Background
Extensive research has revealed that tumor stemness plays a central role in promoting tumor progression. However, the underlying involvement of stemness-related genes in renal clear cell carcinoma (ccRCC) remains controversial.
Methods
The data used for bioinformatics analysis were downloaded from The Cancer Genome Atlas database. The R software, SPSS and GraphPad Prism 8 were used for mapping and statistical analysis.
Results
We first quantified the stemness index of each patient through a machine learning algorithm. Then, we identified the differentially expressed genes between high and low stemness index as stemness-related genes. Based on these genes, we finally established a stable and effective prognosis model to predict patients' overall survival using a random forest algorithm (Training cohort; 1-year AUC: 0.67; 3-year AUC: 0.79; 5-year AUC: 0.73; Validation cohort; 1-year AUC: 0.66; 3-year AUC: 0.71; 5-year AUC: 0.7). The model genes include AC010973.2, RNU6-125P, AP001209.2, Z98885.1, KDM5C-IT1 and AL021368.3. The gene AC010973.2 was selected for further research for its highest importance.
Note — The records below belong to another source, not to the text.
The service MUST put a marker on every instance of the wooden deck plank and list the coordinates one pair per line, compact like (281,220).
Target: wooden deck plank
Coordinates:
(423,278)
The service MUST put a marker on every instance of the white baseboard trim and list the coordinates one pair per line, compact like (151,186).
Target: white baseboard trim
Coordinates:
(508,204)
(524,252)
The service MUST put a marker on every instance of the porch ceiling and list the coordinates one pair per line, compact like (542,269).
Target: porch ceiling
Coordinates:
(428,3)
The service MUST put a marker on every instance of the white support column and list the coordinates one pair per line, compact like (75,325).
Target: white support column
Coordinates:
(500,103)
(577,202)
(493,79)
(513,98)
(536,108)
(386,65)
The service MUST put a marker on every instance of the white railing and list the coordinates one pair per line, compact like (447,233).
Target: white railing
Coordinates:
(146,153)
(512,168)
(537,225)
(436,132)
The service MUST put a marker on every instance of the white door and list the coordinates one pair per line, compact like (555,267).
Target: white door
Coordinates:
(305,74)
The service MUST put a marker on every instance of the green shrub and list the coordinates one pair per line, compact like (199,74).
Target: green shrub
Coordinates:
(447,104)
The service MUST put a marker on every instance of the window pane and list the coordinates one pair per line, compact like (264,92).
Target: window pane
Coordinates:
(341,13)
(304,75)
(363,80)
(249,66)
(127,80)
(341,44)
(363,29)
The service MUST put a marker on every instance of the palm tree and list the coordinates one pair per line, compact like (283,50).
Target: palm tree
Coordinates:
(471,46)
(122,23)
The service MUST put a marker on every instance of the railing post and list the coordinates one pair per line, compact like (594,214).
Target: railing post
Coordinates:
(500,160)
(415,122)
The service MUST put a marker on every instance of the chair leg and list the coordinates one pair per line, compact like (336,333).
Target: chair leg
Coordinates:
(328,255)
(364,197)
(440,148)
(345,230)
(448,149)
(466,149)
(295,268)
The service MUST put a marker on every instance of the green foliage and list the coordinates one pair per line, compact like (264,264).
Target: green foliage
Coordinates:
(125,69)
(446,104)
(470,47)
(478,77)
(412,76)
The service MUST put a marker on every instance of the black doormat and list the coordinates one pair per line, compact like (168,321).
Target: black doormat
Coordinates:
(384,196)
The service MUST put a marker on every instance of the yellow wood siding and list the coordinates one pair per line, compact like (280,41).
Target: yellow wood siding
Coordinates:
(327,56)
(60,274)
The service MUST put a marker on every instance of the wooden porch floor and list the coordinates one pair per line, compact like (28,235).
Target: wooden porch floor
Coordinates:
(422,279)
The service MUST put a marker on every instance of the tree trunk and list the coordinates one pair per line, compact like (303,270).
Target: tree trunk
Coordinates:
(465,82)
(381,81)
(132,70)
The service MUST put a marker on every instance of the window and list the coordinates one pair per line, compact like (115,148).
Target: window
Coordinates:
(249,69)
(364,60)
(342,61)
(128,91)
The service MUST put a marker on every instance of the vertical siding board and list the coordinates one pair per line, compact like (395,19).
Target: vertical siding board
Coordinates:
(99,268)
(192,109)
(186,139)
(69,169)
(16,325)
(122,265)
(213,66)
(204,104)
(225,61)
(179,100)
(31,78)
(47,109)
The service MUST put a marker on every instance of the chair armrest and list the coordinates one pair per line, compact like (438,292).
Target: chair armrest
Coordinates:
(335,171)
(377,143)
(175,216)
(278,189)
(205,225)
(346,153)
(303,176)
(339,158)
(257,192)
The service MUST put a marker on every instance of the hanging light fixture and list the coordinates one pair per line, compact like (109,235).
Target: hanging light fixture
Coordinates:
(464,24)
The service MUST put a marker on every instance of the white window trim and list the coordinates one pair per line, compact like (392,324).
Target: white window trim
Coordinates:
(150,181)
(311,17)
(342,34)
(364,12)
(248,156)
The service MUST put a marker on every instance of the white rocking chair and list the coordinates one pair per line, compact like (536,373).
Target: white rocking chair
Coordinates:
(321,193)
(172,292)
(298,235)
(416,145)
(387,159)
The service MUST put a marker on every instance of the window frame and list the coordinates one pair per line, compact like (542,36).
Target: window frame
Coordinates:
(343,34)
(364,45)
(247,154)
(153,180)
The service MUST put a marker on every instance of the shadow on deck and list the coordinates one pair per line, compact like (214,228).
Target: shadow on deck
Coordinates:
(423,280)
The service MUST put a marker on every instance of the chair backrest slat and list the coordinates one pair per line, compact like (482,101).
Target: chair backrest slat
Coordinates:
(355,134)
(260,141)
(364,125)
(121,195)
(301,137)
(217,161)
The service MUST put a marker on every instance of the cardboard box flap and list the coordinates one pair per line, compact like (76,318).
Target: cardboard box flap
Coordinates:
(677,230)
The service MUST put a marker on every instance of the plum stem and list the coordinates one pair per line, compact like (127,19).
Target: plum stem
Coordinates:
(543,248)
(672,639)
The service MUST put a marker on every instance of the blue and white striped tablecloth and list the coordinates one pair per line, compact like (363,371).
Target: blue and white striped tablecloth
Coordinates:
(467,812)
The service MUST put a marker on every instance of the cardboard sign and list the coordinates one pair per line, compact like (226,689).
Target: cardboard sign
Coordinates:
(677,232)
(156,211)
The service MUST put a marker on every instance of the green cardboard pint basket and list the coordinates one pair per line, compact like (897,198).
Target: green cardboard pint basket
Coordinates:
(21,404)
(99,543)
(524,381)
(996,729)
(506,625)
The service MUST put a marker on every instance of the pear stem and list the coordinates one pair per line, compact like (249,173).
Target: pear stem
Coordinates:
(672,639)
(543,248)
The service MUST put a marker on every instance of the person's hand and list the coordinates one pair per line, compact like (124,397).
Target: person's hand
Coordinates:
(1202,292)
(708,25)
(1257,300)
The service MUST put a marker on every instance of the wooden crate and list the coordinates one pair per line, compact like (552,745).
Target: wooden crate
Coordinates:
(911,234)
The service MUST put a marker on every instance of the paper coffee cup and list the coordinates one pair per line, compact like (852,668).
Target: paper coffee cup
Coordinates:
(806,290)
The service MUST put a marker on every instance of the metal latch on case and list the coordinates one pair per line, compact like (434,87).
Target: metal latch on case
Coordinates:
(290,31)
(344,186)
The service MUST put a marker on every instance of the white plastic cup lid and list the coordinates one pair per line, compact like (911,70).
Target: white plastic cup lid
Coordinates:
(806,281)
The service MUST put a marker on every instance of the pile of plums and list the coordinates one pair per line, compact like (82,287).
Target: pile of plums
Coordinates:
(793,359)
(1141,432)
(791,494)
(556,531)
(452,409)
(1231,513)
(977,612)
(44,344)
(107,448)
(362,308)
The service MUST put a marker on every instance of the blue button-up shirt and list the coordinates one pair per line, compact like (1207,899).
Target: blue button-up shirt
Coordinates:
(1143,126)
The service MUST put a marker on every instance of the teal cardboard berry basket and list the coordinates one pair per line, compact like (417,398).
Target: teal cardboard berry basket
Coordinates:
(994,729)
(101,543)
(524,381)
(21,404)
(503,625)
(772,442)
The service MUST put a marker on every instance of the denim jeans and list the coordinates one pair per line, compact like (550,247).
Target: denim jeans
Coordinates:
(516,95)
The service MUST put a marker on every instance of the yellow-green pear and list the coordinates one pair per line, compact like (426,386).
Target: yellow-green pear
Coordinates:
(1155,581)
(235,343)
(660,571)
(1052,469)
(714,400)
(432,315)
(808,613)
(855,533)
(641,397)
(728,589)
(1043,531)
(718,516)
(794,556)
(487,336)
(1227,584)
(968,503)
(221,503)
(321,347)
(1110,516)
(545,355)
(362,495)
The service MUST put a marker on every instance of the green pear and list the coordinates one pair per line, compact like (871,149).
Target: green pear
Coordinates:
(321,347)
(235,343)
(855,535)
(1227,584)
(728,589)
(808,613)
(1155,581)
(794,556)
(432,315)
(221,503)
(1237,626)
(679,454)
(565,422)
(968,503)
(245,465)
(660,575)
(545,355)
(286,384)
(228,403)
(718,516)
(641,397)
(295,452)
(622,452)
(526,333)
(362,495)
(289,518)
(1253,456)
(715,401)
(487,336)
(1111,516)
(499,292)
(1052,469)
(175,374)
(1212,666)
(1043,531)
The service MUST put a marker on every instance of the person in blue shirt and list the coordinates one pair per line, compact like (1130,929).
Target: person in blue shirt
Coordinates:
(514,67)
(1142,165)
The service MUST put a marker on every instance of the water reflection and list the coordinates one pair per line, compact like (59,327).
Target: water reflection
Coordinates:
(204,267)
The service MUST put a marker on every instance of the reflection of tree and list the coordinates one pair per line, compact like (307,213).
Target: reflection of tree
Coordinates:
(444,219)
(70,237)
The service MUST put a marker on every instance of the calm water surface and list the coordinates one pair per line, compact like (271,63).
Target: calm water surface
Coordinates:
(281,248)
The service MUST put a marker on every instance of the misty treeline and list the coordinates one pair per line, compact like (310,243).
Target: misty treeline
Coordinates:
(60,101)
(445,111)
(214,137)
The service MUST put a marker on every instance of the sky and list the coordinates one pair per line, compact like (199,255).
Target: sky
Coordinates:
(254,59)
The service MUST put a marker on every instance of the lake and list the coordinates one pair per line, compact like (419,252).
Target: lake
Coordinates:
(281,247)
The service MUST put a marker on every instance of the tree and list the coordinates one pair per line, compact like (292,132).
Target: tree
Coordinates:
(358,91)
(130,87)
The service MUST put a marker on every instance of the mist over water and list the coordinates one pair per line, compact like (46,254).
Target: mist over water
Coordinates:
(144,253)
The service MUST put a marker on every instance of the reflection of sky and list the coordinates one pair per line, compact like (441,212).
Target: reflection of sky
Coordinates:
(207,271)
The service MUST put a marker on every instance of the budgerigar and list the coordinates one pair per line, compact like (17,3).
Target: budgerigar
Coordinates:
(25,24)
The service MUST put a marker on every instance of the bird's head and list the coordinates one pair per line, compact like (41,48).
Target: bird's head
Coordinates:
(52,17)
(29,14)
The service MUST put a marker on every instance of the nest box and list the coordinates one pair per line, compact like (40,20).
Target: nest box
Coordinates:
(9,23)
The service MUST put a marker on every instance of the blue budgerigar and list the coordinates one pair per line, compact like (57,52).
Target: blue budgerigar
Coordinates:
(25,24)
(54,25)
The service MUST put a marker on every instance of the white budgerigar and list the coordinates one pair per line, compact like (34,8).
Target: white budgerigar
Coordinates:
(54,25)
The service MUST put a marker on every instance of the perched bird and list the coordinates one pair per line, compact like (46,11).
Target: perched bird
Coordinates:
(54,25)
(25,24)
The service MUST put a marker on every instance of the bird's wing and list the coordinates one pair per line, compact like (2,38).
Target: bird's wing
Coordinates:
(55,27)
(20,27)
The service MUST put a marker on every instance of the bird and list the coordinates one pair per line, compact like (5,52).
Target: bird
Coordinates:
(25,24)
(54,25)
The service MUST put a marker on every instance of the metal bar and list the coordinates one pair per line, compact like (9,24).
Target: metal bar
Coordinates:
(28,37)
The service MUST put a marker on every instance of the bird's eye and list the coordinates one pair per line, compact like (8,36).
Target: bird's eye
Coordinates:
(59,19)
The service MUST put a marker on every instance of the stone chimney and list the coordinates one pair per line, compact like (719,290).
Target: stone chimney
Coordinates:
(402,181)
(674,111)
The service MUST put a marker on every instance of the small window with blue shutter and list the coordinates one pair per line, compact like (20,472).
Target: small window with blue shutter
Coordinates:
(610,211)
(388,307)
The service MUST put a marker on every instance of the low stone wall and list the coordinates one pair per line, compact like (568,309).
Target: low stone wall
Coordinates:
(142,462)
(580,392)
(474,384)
In vitro experiments demonstrated that AC010973.2 is highly expressed in ccRCC tissue and cell lines. Meanwhile, knockdown of AC010973.2 could significantly hamper the proliferation of ccRCC cells according to the colony formation and CCK8 assays.
Conclusion
In summary, our finding indicated that the stemness-related gene AC01097.3 is closely associated with patients' survival and could remarkably facilitate cell proliferation in ccRCC, making it potential to be a novel therapeutic target.